USD: Regime change underway
Today we have published a new report entitled: Dollar Regime Change: The Prequel looking at the divergence in US yields and the dollar. Our key points are:
- This year’s rise in Treasury yields looks to have been driven more by the term premium and embodying US fiscal risks, thus a weaker dollar is the cost of financing larger deficits
- The recent sharp adjustment in correlations happens rarely and on average has seen USD/JPY decline 6% over a subsequent three-month period
- We’re happy with our year-end forecasts for EUR/USD and USD/JPY at 1.30 and 100 respectively
- We think abrupt moves in 10-year Treasury yields (e.g. a two standard deviation move of 24bp in a week) are more important to emerging market portfolio flows than absolute yield levels per se. Debt-centric EM FX would be more vulnerable were this to occur, e.g. CEEMEA and Latam, rather than Asia. Those countries vulnerable to a sudden stop in portfolio flows remain Turkey, Argentina and Ukraine. In the near term, we cannot see much to turn this dollar bear trend around (FOMC minutes next Wed?). DXY to 87.25.

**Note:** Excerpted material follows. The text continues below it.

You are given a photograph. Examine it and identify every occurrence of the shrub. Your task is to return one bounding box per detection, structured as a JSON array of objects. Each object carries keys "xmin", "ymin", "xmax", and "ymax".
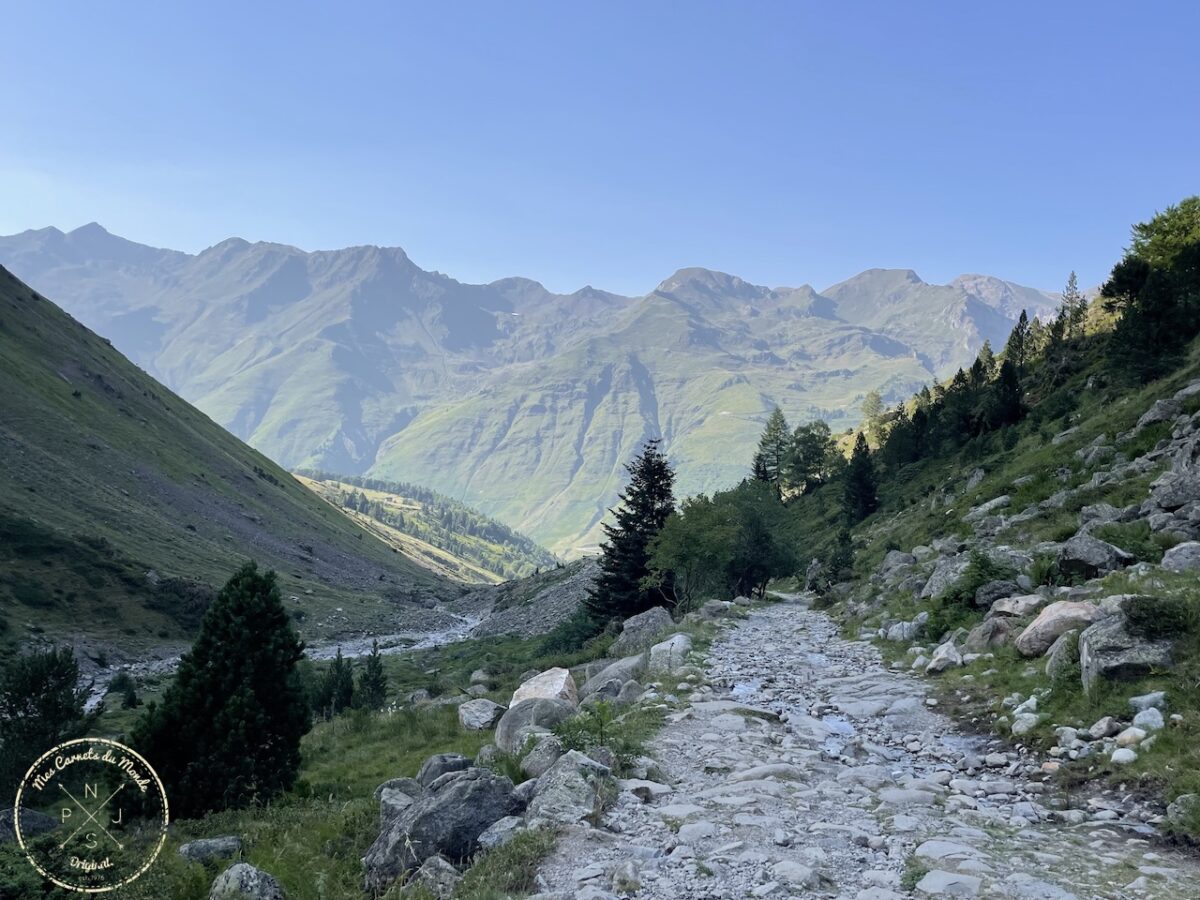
[{"xmin": 1123, "ymin": 596, "xmax": 1200, "ymax": 641}]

EUR: Carried along for the ride
The Euro looks to be well-placed to benefit from the loss of confidence in the dollar. Only the Euro and Japanese yen offer the liquidity to make them serious alternative investment destinations for both public and private investors. No doubt we have not heard the last of ECB criticism of US weak dollar rhetoric – an issue that may again re-appear at the G20 in mid-March. While US authorities may pay lip-service to a stronger dollar, we all know that America First equates to a weak dollar policy. In any case, the EUR trade-weighted index strength has not been too abrupt. We suspect EUR/USD near-term wants to test a big trendline at 1.2670.
GBP: Focusing on the positives
GBP/USD is enjoying the weak dollar environment and is taking a glass half-full attitude to Brexit (news today on the UK position on financial services). Cable should be supported at 1.40.